How 3D Printing Could Contribute To Technology Doping
Given how traditionally-manufactured advances in technology have completely changed some sports, it’s not hard to imagine how 3D printing could initiate an even greater revolution. In many ways, it already has.
In 2014, Nike unveiled 3D-printed ‘concept’ cleats like the Nike Vapor HyperAgility, built specifically for American football’s shuttle run drill. Four years later, the company released Nike Flyprint, the “first 3D-printed textile upper in performance footwear.” After capturing athlete data to determine optimal material composition, Flyprint is produced by “solid deposit modeling (SDM), a process whereby a TPU filament is unwound from a coil, melted and laid down in layers.” In other words, it is Fused Deposition Modeling by yet another name.
The first Flyprint was created for Eliud Kipchoge, the Kenyan distance runner who currently holds the world record in the marathon (2:01:39). That record-setting time was registered in the rain, and despite his legendary performance, Kipchoge complained that his shoes absorbed too much water. In response, Nike came back to Kipchoge with the new 3D-printed Flyprint uppers, which are 11 grams lighter than those he wore during his record-breaking run. While it’s impossible to say Kipchoge won’t improve on his world record time even more with or without the shoes, these advancements certainly don’t hurt.

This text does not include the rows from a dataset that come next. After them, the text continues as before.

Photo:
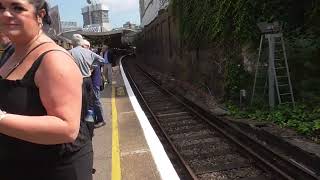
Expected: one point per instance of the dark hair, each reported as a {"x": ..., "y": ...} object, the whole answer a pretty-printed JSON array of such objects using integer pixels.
[{"x": 39, "y": 5}]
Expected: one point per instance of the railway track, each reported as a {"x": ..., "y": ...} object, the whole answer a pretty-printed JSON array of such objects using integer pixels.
[{"x": 202, "y": 148}]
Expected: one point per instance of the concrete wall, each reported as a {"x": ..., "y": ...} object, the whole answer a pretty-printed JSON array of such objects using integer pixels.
[
  {"x": 149, "y": 10},
  {"x": 160, "y": 46}
]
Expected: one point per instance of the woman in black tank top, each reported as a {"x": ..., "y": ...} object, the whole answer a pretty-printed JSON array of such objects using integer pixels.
[{"x": 43, "y": 135}]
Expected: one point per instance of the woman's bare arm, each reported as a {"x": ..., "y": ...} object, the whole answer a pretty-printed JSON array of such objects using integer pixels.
[{"x": 60, "y": 85}]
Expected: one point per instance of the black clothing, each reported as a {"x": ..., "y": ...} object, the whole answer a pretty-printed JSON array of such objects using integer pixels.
[{"x": 25, "y": 160}]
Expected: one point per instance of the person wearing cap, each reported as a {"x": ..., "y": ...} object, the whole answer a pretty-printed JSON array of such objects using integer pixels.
[
  {"x": 86, "y": 61},
  {"x": 107, "y": 68},
  {"x": 96, "y": 78}
]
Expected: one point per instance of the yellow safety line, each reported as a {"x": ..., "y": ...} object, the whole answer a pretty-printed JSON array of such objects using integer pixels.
[{"x": 116, "y": 170}]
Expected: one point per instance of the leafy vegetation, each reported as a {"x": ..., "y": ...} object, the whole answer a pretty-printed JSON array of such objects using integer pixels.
[
  {"x": 301, "y": 118},
  {"x": 226, "y": 22}
]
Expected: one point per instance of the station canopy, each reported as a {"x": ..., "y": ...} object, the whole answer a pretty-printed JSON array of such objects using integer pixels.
[{"x": 111, "y": 38}]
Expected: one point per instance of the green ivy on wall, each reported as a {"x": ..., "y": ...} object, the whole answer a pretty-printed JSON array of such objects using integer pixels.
[{"x": 225, "y": 21}]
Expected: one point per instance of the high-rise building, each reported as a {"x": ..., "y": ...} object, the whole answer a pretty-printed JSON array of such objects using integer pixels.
[
  {"x": 69, "y": 26},
  {"x": 96, "y": 18}
]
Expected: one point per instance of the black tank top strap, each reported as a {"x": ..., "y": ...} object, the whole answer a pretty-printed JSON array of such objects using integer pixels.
[{"x": 28, "y": 78}]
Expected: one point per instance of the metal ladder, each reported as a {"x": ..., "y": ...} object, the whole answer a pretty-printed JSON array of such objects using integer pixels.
[
  {"x": 281, "y": 72},
  {"x": 278, "y": 75}
]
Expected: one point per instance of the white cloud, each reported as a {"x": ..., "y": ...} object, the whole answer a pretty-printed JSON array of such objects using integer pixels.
[{"x": 121, "y": 5}]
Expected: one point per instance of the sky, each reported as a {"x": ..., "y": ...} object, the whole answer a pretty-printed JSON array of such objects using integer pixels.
[{"x": 120, "y": 11}]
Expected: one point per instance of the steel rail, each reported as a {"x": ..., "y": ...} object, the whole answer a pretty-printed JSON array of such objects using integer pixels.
[
  {"x": 188, "y": 168},
  {"x": 268, "y": 155}
]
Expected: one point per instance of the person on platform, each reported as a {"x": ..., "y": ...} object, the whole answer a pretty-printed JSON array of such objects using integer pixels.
[
  {"x": 108, "y": 60},
  {"x": 96, "y": 78},
  {"x": 86, "y": 60},
  {"x": 4, "y": 41},
  {"x": 43, "y": 135}
]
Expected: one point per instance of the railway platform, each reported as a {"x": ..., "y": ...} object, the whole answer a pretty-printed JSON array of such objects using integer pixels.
[{"x": 121, "y": 150}]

Paralympic athletes are also taking advantage of 3D printing technology. German cyclist Denise Schindler used a prosthetic leg printed by Autodesk in the 2016 Summer Paralympics. While Schindler didn’t appear to have an unfair advantage or even medal, 3D-printed prosthetics that significantly improve para-athletes’ performance seem like they could be the most impactful instance of technological doping in the near future.

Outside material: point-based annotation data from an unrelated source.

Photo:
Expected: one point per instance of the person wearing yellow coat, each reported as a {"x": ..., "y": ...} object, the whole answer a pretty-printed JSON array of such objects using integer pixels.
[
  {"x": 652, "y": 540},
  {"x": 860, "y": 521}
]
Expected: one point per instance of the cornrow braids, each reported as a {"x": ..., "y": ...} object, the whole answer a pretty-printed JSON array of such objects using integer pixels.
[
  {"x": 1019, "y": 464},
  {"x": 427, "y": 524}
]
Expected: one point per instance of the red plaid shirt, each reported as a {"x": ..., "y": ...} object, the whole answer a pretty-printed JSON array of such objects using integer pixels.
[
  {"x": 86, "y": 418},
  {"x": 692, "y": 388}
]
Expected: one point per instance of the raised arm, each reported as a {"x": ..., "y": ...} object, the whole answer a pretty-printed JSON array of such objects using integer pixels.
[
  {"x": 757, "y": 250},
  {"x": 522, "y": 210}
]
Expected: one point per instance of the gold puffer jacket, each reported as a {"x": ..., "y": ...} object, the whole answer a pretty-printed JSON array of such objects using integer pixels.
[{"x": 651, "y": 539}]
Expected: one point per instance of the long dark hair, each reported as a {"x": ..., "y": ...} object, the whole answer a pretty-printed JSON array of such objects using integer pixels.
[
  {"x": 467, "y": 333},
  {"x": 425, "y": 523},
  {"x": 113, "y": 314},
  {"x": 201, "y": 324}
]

The fear would be technology creating cyborg-esque athletes that outperform even ‘able-bodied ones’, which is perhaps why the IAAF (track and field’s governing body) briefly banned “any technical device that incorporates springs, wheels or any other element that provides a user with an advantage over another athlete” such as Olympic and Paralympic runner Oscar Pistorius’ carbon-fiber prosthetics.
The examples go on and on, touching seemingly every sport from biathlon to luge. So far, no international sport body has publicly (issued) a warning regarding 3D-printed equipment—it seems all is fair game as long as the improvement in performance isn’t too obvious or drastic. Given that 3D printing will only become more affordable in the future, maybe IFs consider the playing field level enough as long as nothing turns into a proverbial wood versus metal-level mismatch.
Combatting Technology Doping
But should sports equipment continue to get lighter, stronger, and more customized to the point that it’s creating an unfair advantage, how could tech doping be shorted?
It seems unlikely WADA would add a section to the Code blanket-banning 3D printing, as it would be at odds with its ‘one-size fits all’ approach to policing regular doping. It’s more likely that individual sports will continue to monitor performance as it pertains to their particular sports on a case-by-base basis. A new version of The Code is set to be released in 2021, but currently there’s no indication 3D printing or similar technology is on the table for inclusion.
Should a printing breakthrough become a literal gamechanger, equipment inspections could become mandatory before a game or competition, or done randomly afterward ala urine and blood testing. This would be no job for an ordinary official, and might require a new specifically trained one that knows his polyester from his polypropylene. Counter-technology that can tell “legally-produced” equipment from prohibited technology might also be something sport organizations seek to have developed, undoubtedly signaling the beginning of another giant cat and mouse game akin to the one that policing regular doping already is.
In the end, it will be a human judgment call about which technologies allow athletes to get too far ahead, and which are fair game.